Vor etwa zehn Jahren entstand auf dem Gelände des zerstörten World Trade Center eine Gedenkstätte, später dann ein unterirdisches Memorial Museum, das Zehntausende Bilder und Artefakte und Videos sammelt. Das Museum kann vor Ort und digital besucht werden. Die virtuelle Sammlung von Gemälden und Gedichten, von Skulpturen und Fotografien und Musik ist einzigartig. Amateurkünstlerinnen und -künstler und Profis, aus allen Altersgruppen, aus allen Teilen der USA, haben Kunstwerke beigesteuert. Ob dies zur nationalen Heilung beiträgt? Ich glaube, dass Künstlerinnen und Künstler sensible Beobachter sind. Ich glaube auch, dass Kunst gegen Vergessen hilft. Die Überwindung von nationalen Traumata ist aber kompliziert.

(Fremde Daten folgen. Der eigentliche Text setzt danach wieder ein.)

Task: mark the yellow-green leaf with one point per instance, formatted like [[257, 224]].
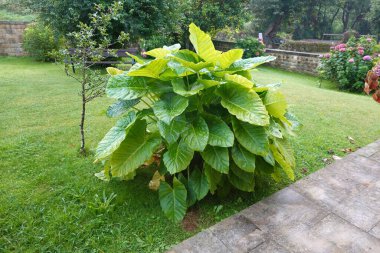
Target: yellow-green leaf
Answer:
[[225, 59], [152, 69], [114, 71], [238, 79]]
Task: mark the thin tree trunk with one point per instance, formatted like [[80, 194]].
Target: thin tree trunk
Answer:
[[82, 147]]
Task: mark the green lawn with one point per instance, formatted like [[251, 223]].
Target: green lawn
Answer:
[[48, 194]]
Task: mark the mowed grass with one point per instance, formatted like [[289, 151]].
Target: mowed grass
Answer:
[[50, 200]]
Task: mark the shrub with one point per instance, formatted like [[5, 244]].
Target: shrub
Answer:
[[252, 47], [155, 41], [201, 118], [348, 64], [39, 41]]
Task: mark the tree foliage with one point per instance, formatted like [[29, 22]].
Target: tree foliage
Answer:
[[311, 18], [202, 114]]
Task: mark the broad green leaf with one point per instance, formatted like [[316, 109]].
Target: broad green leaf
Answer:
[[241, 179], [173, 48], [191, 198], [217, 158], [136, 148], [245, 73], [209, 83], [263, 166], [151, 69], [196, 134], [181, 88], [225, 59], [126, 87], [247, 64], [198, 182], [244, 159], [244, 103], [112, 140], [213, 177], [170, 106], [155, 182], [172, 131], [275, 129], [178, 157], [158, 52], [238, 79], [269, 158], [253, 138], [202, 44], [136, 58], [275, 103], [284, 157], [187, 56], [190, 60], [159, 87], [121, 107], [114, 71], [219, 133], [173, 200]]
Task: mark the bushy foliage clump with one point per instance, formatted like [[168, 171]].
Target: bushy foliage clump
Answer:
[[348, 64], [39, 41], [252, 47], [201, 118]]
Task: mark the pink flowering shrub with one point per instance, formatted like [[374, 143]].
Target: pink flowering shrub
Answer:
[[348, 64]]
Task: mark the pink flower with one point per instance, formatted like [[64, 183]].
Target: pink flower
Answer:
[[367, 58], [342, 45]]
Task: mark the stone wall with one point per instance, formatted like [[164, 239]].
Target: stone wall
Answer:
[[223, 45], [11, 38], [295, 61]]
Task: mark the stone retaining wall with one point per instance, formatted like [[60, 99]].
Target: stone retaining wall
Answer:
[[11, 38], [295, 61]]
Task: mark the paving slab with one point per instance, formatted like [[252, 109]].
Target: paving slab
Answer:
[[336, 209]]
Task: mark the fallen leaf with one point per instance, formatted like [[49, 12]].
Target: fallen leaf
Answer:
[[350, 139], [335, 157], [327, 160], [347, 150]]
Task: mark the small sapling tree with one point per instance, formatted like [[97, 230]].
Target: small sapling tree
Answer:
[[85, 47]]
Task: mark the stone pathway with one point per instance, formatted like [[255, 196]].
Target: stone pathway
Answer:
[[336, 209]]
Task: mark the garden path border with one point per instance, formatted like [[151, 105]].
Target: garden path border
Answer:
[[336, 209]]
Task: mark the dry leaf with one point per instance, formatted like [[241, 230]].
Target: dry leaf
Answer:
[[335, 157], [350, 139]]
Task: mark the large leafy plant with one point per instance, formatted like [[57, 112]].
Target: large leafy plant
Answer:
[[201, 117]]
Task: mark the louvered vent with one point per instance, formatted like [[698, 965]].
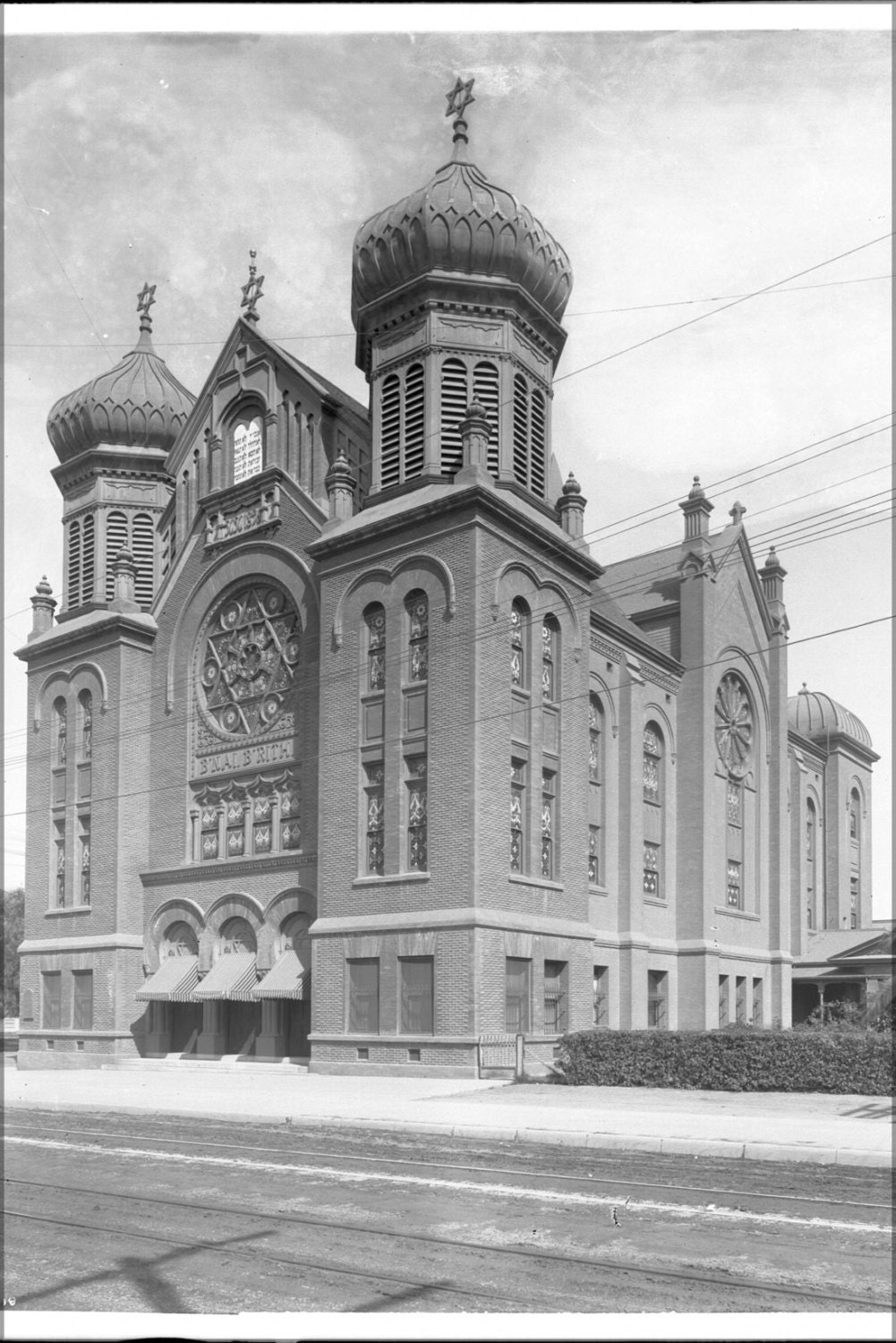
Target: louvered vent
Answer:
[[142, 551], [88, 560], [520, 430], [414, 421], [389, 432], [115, 537], [453, 411], [538, 464], [74, 564], [485, 389]]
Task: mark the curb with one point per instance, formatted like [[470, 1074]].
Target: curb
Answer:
[[547, 1136]]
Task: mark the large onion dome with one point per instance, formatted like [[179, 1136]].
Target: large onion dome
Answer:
[[815, 714], [460, 222], [139, 403]]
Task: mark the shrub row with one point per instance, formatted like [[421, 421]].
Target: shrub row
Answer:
[[731, 1060]]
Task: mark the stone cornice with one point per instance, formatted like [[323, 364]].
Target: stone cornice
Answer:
[[218, 868]]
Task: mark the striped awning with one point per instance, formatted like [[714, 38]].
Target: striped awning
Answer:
[[287, 979], [174, 982], [233, 978]]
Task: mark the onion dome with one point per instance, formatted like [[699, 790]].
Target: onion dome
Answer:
[[460, 222], [139, 403], [815, 714]]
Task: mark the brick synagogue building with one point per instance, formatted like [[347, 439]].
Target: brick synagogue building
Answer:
[[343, 744]]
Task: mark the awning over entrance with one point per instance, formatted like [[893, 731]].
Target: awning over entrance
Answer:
[[287, 979], [174, 982], [231, 978]]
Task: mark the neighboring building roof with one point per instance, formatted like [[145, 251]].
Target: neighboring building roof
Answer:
[[139, 403], [815, 714]]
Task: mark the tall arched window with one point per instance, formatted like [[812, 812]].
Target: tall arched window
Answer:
[[519, 641], [812, 833], [61, 711], [88, 560], [550, 639], [236, 935], [74, 563], [455, 399], [487, 392], [595, 791], [653, 805], [86, 724], [115, 539], [142, 548]]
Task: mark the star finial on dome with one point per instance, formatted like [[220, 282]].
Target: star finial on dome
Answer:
[[144, 304], [252, 289], [458, 99]]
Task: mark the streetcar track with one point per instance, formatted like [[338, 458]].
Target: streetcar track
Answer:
[[592, 1184], [705, 1278]]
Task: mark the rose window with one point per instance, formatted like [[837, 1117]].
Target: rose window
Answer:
[[734, 725], [249, 661]]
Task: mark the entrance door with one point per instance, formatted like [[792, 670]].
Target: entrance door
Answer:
[[298, 1022], [185, 1022], [243, 1023]]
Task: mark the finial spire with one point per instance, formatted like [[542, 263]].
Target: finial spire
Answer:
[[144, 303], [252, 289], [457, 102]]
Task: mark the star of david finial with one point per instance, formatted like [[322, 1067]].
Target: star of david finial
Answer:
[[460, 97], [252, 290]]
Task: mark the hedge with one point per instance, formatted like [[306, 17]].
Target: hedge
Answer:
[[850, 1064]]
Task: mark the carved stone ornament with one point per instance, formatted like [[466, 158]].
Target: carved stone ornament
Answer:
[[734, 725]]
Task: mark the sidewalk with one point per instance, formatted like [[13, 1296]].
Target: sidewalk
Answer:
[[842, 1130]]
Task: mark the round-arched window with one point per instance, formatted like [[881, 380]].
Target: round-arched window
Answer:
[[247, 661], [238, 935], [179, 940], [734, 725]]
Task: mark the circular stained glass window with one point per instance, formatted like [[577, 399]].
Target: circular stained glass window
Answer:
[[247, 661], [734, 725]]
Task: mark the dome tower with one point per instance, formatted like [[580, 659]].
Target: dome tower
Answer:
[[457, 297], [112, 438]]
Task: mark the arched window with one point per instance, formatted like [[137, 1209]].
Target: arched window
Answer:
[[375, 622], [115, 539], [142, 548], [74, 563], [414, 422], [86, 724], [812, 833], [519, 641], [487, 392], [249, 450], [236, 935], [595, 791], [179, 940], [455, 399], [389, 432], [61, 711], [550, 638], [418, 642], [88, 560], [654, 800]]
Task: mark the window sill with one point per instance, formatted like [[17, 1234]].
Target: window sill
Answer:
[[737, 913], [535, 881], [391, 878]]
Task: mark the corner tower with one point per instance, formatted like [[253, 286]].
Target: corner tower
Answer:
[[112, 438], [457, 295]]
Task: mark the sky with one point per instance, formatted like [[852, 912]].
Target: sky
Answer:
[[680, 168]]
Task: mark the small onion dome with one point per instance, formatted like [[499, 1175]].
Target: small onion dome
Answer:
[[139, 403], [460, 222], [815, 714]]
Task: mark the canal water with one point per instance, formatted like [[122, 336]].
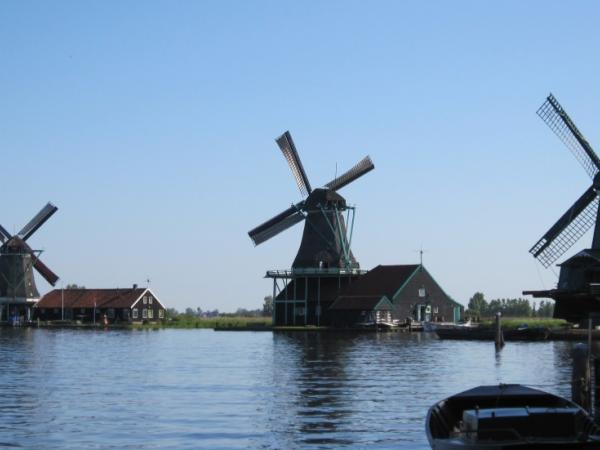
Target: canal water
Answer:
[[245, 390]]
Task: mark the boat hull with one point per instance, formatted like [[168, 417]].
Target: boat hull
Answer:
[[507, 417]]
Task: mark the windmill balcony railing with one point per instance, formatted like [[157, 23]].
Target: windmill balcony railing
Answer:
[[307, 271]]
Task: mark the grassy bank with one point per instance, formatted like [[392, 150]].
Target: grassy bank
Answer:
[[216, 322], [532, 322]]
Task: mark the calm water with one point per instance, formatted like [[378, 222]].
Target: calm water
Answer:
[[204, 389]]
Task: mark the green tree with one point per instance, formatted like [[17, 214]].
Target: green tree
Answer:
[[477, 305], [545, 309]]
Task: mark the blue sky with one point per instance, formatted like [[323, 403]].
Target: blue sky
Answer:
[[151, 126]]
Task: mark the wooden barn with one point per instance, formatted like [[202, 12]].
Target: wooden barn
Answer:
[[98, 305], [351, 311], [412, 291], [307, 294]]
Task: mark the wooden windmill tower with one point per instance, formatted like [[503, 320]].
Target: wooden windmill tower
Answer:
[[18, 291], [324, 261], [577, 294]]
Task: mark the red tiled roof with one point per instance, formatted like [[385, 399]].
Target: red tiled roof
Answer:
[[382, 280], [86, 298]]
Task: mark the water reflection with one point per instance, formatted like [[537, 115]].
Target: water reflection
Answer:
[[203, 389]]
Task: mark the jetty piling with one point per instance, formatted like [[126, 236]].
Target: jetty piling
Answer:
[[499, 339], [581, 376]]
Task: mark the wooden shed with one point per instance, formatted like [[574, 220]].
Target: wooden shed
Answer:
[[412, 291], [354, 311]]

Also ein anhaltender Prozess?

Absolut. Noch immer, nach 150 Jahren, ist schließlich in den USA das Trauma des Bürgerkriegs nicht voll verarbeitet. Das zeigen die Auseinandersetzungen um Denkmäler von Südstaatengenerälen. Heilung ist auch nach dem 11. September noch lang nicht in Sicht. Das Ereignis wird von politisch rechtsstehenden Medien wie Fox immer wieder zitiert, um eine harte Haltung zum Beispiel gegenüber dem Islam zu begründen. Dabei gehören dem Islam mehr als eine Milliarde Menschen weltweit an und etwa dreieinhalb Millionen Muslims in den USA. Diese Feindbilder und die Reduktion von Kultur und Politik auf eine Kategorie wie Rasse, Religion oder geographische Herkunft greifen zu kurz und halten die nationale Wunde offen.

Gibt es Lehren, die aus dem Umgang der USA mit dem 11. September gezogen werden können?

Nach dem 11. September war ständig von „freedom“ die Rede. „Freedom itself is under attack”, hat Präsident Bush ein paar Tage nach den Anschlägen erklärt. Die Feinde Amerikas hat er als Feinde der Freiheit bezeichnet. Den Krieg gegen Afghanistan nannten die Amerikaner „Enduring Freedom“ und der Krieg gegen den Irak hieß „Operation Iraqi Freedom“, während man gleichzeitig Freiheitsrechte in Guantánamo mit Füßen trat. Wir haben den Anspruch auf Freiheit und Toleranz nicht gepachtet. Wie weit man gegangen ist, um den „war on terror“ im Inland und Ausland zu führen, hat gezeigt, dass im Falle von Krisen auch die eigene Demokratie, ganz plötzlich, in Gefahr geraten kann.

Christof Mauch ist Lehrstuhlinhaber für Amerikanische Kulturgeschichte und seit 2009 Direktor des Rachel Carson Center for Environment and Society. Von 1999 bis 2007 war er Direktor des German Historical Institute in Washington, D.C.